On the power of symbols and their contested meanings.
Symbols are important. They are ubiquitous, they are charged, and they are powerful. And yet, in ordinary circumstances rarely do we articulate in our own mind, let alone communicate with other members of our social group, which meaning we derive from a particular symbol in a given context. In ordinary times the cherry blossom in Japan signals positive meanings including the celebration of life, love, and reproductive energy—meanings that would change during the country’s military period. One of the flower’s symbolic meanings—pathos over the brevity of life—was transformed into a military dictum: “Thou shalt fall like beautiful cherry petals after a short life for the emperor-cum-Japan.” It became the Japanese state’s major trope of propaganda during its quest for imperial power, though few of the soldiers who were sent to the front were cognizant of this symbolic reassignment.
The Confederate flag controversy demonstrated in no uncertain terms how dramatic expressions of symbolic power do not happen in a vacuum.
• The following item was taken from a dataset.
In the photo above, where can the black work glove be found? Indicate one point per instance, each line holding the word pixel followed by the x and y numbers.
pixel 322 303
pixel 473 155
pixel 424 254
The important dynamics of symbols came to the fore in a most dramatic way when the mass killings at a black church in Charleston, South Carolina, triggered an intense public debate over what the Confederate flag stood for. Dylann Roof, the young white man who espoused white supremacist views, went on a rampage, shooting and killing nine people—all African American—during a Bible study meeting this past June. It took place in a historically important black church—the Emanuel A.M.E. Church, which survived antebellum laws barring worship by blacks, an angry white mob that burned down its original edifice, and the execution of its founder and dozens of others condemned for planning a slave revolt.